Massachusetts Institute of Technology
The Massachusetts Institute of Technology (MIT) is a private research institute located in Cambridge, Massachusetts. MIT has five schools and one college, containing a total of 32 academic departments, with a strong emphasis on scientific and technological research.
Founded in 1861 in response to the increasing industrialization of the United States, the institute adopted the European polytechnic university model and emphasized laboratory instruction from an early date. MIT’s early emphasis on applied technology at the undergraduate and graduate levels lead to close cooperation with industry but curricular reforms under Karl Compton and Vannevar Bush in the 1930s re-emphasized basic scientific research. MIT was elected to the Association of American Universities in 1934 and researchers were involved in efforts to develop computers, radar, and inertial guidance in connection with defense research during World War II and the Cold War. Post-war defense research contributed to the rapid expansion of the faculty and campus under James Killian.
The current 168-acre (68.0 ha) campus opened in 1916 and extends over 1 mile (1.6 km) along the northern bank of the Charles River basin.
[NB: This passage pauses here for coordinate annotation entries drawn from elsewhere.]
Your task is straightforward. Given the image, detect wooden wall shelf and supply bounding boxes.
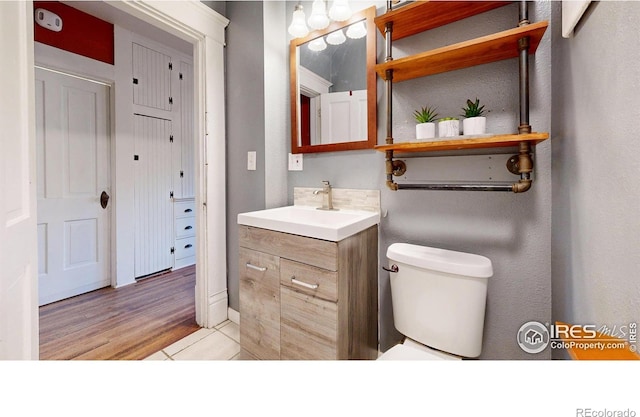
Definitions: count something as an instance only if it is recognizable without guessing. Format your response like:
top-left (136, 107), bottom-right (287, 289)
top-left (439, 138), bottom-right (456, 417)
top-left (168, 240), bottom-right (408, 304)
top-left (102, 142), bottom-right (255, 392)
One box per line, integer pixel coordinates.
top-left (375, 1), bottom-right (513, 40)
top-left (375, 21), bottom-right (548, 82)
top-left (375, 132), bottom-right (549, 153)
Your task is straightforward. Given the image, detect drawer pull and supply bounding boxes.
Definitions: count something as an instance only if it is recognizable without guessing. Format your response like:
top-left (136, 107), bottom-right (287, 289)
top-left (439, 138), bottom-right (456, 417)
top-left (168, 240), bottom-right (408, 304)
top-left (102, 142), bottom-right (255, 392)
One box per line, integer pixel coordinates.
top-left (291, 277), bottom-right (319, 290)
top-left (247, 262), bottom-right (267, 272)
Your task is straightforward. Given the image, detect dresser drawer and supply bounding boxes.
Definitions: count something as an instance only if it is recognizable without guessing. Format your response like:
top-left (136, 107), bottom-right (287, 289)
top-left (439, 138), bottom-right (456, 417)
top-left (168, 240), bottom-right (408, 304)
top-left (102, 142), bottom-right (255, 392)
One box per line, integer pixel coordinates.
top-left (280, 258), bottom-right (338, 301)
top-left (173, 200), bottom-right (196, 219)
top-left (176, 237), bottom-right (196, 259)
top-left (175, 217), bottom-right (196, 239)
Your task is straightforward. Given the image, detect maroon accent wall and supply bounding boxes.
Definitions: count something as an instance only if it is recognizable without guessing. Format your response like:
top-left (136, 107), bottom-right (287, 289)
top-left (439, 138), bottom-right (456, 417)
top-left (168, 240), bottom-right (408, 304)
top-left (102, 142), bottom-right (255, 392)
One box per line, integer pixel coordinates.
top-left (33, 1), bottom-right (114, 65)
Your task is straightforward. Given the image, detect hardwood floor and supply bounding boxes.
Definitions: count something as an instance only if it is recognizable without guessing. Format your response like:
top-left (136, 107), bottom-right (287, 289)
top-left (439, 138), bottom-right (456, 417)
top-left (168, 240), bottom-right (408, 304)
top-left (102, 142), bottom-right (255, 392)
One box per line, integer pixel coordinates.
top-left (40, 266), bottom-right (200, 360)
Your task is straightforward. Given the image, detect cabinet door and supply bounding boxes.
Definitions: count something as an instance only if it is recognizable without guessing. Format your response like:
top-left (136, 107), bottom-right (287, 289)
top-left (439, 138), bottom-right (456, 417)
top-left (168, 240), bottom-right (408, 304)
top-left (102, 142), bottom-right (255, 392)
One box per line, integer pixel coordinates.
top-left (240, 248), bottom-right (280, 359)
top-left (282, 286), bottom-right (340, 360)
top-left (133, 43), bottom-right (171, 111)
top-left (133, 115), bottom-right (174, 278)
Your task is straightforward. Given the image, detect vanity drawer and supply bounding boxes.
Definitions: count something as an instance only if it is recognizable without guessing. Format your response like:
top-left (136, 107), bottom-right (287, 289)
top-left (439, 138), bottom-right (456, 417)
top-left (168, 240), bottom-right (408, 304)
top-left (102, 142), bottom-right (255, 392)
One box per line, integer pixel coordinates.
top-left (176, 237), bottom-right (196, 259)
top-left (175, 217), bottom-right (196, 239)
top-left (238, 225), bottom-right (338, 271)
top-left (280, 259), bottom-right (338, 301)
top-left (173, 200), bottom-right (196, 219)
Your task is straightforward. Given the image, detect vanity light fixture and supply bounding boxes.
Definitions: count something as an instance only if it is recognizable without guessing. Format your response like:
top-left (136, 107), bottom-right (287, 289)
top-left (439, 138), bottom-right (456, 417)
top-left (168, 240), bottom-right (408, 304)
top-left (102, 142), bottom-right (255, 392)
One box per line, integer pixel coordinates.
top-left (307, 0), bottom-right (330, 30)
top-left (347, 20), bottom-right (367, 39)
top-left (327, 29), bottom-right (347, 45)
top-left (288, 3), bottom-right (309, 38)
top-left (289, 0), bottom-right (353, 38)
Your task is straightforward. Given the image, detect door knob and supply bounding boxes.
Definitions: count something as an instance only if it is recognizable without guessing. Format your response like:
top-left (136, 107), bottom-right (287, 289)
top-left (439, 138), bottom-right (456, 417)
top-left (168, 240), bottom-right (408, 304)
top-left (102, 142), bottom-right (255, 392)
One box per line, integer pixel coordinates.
top-left (100, 191), bottom-right (109, 209)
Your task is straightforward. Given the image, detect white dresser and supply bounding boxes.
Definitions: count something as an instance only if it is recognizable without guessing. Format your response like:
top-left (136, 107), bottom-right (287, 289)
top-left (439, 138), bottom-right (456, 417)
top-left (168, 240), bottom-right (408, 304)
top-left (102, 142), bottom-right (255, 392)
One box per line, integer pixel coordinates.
top-left (173, 198), bottom-right (196, 269)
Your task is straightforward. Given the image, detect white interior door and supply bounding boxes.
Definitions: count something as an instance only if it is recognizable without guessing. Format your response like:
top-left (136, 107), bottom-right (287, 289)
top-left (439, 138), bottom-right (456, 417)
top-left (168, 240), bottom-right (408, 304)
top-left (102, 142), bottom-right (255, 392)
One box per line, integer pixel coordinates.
top-left (133, 114), bottom-right (174, 278)
top-left (320, 90), bottom-right (367, 144)
top-left (35, 69), bottom-right (111, 305)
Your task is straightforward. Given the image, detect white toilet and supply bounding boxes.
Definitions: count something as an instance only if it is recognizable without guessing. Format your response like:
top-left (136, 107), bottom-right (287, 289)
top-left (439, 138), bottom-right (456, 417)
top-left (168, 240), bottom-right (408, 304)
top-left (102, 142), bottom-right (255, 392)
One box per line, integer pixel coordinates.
top-left (378, 243), bottom-right (493, 360)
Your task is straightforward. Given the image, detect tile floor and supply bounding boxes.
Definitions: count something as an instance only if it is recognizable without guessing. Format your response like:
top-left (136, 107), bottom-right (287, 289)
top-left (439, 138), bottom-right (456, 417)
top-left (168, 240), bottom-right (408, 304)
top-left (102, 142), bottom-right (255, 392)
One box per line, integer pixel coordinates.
top-left (145, 320), bottom-right (240, 361)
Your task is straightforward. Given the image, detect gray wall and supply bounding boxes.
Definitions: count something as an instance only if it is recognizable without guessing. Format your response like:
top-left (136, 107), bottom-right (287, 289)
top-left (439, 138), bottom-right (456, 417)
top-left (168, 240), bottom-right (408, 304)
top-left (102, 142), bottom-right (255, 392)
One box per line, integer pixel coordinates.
top-left (225, 1), bottom-right (265, 311)
top-left (552, 1), bottom-right (640, 357)
top-left (289, 2), bottom-right (551, 359)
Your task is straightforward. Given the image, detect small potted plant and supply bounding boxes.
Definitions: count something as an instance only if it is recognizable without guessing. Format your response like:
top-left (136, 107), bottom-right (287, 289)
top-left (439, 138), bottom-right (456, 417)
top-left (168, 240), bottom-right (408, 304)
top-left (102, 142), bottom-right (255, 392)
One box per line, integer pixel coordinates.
top-left (413, 107), bottom-right (438, 140)
top-left (438, 117), bottom-right (460, 138)
top-left (462, 97), bottom-right (487, 135)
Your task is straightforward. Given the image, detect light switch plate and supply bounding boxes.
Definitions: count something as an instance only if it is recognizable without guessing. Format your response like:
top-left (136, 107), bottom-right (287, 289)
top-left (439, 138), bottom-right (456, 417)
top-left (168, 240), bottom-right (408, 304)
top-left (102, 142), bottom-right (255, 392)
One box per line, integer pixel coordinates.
top-left (289, 153), bottom-right (302, 171)
top-left (247, 151), bottom-right (256, 171)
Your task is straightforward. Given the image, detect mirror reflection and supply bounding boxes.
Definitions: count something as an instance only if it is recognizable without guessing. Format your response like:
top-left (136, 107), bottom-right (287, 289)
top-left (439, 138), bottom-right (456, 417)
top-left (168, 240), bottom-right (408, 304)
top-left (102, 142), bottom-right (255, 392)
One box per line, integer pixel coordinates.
top-left (298, 22), bottom-right (367, 145)
top-left (291, 7), bottom-right (376, 153)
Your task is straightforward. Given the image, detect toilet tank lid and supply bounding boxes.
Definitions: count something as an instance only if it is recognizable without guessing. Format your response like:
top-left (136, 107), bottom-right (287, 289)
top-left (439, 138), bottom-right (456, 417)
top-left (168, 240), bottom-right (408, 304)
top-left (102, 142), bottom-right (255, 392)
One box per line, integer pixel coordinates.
top-left (387, 243), bottom-right (493, 278)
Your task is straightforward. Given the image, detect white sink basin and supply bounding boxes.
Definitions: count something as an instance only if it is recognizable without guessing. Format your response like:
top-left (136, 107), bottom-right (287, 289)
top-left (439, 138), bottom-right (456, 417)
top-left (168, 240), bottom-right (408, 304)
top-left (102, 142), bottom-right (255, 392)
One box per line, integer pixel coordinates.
top-left (238, 206), bottom-right (380, 242)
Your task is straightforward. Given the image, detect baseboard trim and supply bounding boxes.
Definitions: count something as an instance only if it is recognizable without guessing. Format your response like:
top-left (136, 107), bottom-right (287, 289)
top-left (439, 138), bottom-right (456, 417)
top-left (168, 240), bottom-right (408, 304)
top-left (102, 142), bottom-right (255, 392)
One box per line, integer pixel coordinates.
top-left (227, 307), bottom-right (240, 326)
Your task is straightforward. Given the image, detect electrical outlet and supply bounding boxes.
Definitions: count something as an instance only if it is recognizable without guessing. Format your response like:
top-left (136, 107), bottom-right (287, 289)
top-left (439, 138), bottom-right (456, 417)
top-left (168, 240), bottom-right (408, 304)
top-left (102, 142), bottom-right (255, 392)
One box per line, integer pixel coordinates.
top-left (247, 151), bottom-right (256, 171)
top-left (289, 153), bottom-right (302, 171)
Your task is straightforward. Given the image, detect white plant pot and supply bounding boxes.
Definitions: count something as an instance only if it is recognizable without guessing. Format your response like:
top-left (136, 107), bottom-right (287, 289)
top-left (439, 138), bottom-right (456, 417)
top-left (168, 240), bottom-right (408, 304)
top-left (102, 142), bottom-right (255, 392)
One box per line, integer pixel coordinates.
top-left (462, 116), bottom-right (487, 135)
top-left (416, 123), bottom-right (436, 140)
top-left (438, 120), bottom-right (460, 138)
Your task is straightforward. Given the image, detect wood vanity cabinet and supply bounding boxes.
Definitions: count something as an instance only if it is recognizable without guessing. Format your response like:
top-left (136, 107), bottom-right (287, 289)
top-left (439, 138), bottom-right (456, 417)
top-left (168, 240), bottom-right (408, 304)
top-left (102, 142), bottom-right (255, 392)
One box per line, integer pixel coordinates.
top-left (239, 225), bottom-right (378, 360)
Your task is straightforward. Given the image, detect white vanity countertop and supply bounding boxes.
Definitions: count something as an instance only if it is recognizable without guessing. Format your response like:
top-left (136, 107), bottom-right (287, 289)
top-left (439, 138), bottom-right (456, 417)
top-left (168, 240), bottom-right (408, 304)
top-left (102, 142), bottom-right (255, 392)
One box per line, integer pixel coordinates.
top-left (238, 206), bottom-right (380, 242)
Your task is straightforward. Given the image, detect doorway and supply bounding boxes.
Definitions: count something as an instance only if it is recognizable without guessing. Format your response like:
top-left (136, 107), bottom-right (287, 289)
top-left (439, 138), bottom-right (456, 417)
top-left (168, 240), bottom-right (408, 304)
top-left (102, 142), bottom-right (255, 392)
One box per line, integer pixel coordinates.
top-left (0, 1), bottom-right (229, 359)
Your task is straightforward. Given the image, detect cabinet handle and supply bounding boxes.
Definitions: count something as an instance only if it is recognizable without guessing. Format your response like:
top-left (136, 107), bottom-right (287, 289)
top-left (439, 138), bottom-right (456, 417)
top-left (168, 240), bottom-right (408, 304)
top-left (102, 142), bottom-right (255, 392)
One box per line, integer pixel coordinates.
top-left (247, 262), bottom-right (267, 272)
top-left (291, 277), bottom-right (319, 290)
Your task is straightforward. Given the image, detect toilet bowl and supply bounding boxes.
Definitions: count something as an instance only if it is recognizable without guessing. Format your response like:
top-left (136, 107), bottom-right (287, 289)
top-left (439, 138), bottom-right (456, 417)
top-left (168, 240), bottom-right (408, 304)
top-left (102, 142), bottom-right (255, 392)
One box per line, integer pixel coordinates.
top-left (378, 243), bottom-right (493, 360)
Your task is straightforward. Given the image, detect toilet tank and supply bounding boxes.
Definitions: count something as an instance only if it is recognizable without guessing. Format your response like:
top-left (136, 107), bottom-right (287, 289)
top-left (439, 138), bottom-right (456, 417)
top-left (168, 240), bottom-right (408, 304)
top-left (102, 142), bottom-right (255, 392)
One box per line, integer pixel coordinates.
top-left (387, 243), bottom-right (493, 358)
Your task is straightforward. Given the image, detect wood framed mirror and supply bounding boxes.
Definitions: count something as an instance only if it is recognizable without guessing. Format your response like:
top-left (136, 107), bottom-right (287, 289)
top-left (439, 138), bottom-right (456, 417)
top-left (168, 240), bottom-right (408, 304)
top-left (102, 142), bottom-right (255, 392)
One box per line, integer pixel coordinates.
top-left (289, 6), bottom-right (377, 153)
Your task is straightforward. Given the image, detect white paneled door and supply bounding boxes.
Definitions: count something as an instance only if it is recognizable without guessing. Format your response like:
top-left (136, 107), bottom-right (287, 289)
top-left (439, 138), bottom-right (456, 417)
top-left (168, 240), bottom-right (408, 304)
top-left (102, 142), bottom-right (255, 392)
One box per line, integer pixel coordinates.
top-left (133, 114), bottom-right (174, 278)
top-left (35, 69), bottom-right (112, 305)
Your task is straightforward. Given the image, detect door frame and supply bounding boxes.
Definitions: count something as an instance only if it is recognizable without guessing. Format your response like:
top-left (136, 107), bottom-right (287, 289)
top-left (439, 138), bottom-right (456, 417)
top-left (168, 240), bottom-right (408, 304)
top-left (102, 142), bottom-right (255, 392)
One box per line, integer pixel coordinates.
top-left (0, 0), bottom-right (229, 359)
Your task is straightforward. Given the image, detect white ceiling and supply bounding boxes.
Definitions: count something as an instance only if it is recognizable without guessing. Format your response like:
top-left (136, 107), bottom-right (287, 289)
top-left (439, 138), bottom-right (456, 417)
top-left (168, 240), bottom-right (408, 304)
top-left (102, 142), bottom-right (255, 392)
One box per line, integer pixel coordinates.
top-left (61, 1), bottom-right (193, 56)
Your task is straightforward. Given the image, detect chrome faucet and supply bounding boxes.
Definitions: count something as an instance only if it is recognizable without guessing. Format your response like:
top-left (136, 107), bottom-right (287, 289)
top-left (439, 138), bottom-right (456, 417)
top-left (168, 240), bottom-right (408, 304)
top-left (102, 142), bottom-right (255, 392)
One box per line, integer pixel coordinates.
top-left (313, 181), bottom-right (338, 210)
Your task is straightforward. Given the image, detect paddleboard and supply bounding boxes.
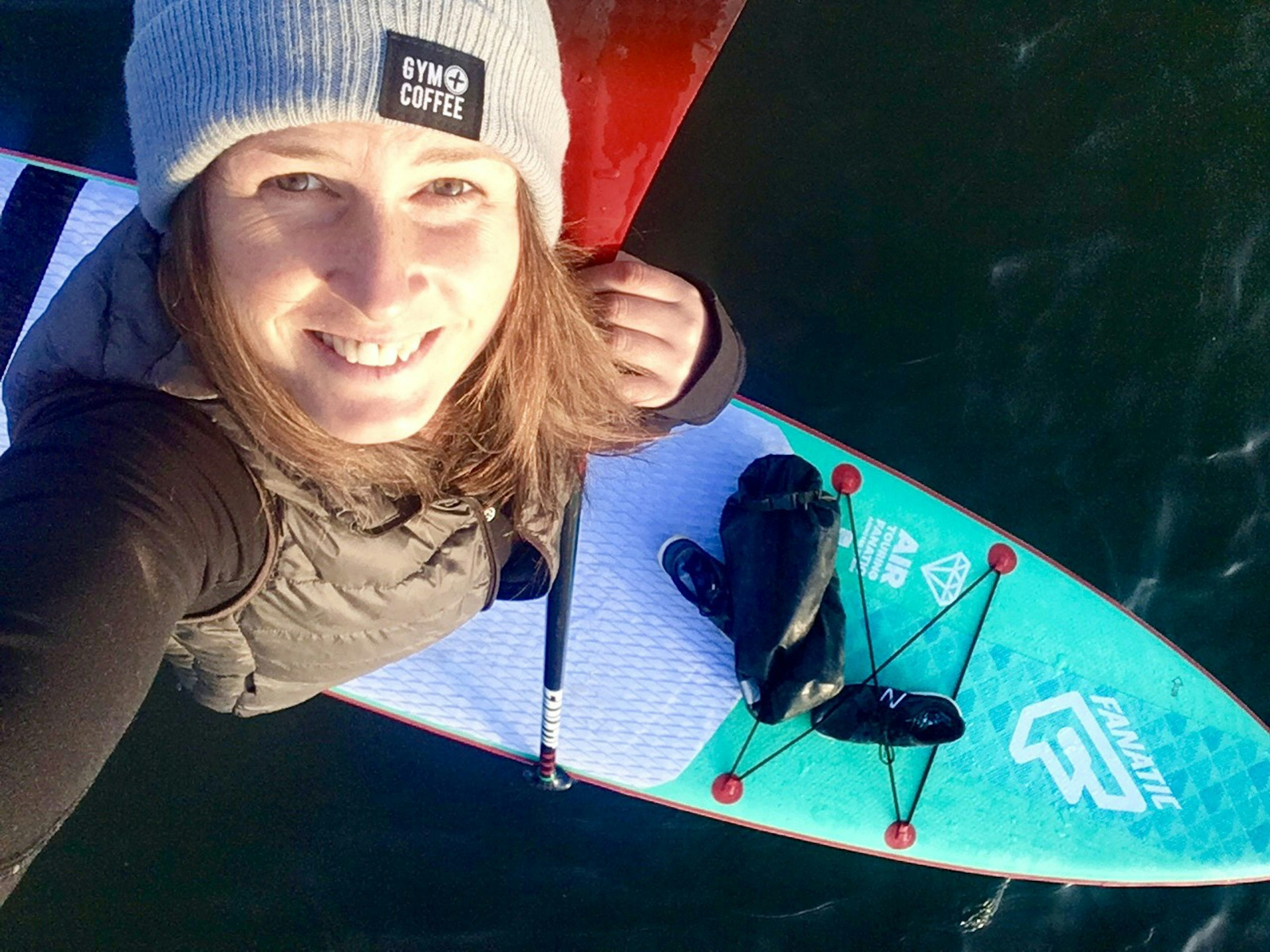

In the past 60 years, MIT’s educational disciplines have expanded beyond the physical sciences and engineering into fields like biology, economics, linguistics, political science, and management.
MIT is “a university polarized around science, engineering, and the arts.” It has five schools (Science, Engineering, Architecture and Planning, Management, and Humanities, Arts, and Social Sciences) and one college (Whitaker College of Health Sciences and Technology), but no schools of law or medicine. The chair of each of MIT’s 32 academic departments reports to the dean of that department’s school, who in turn reports to the Provost under the President. However, faculty committees assert substantial control over many areas of MIT’s curriculum, research, student life, and administrative affairs.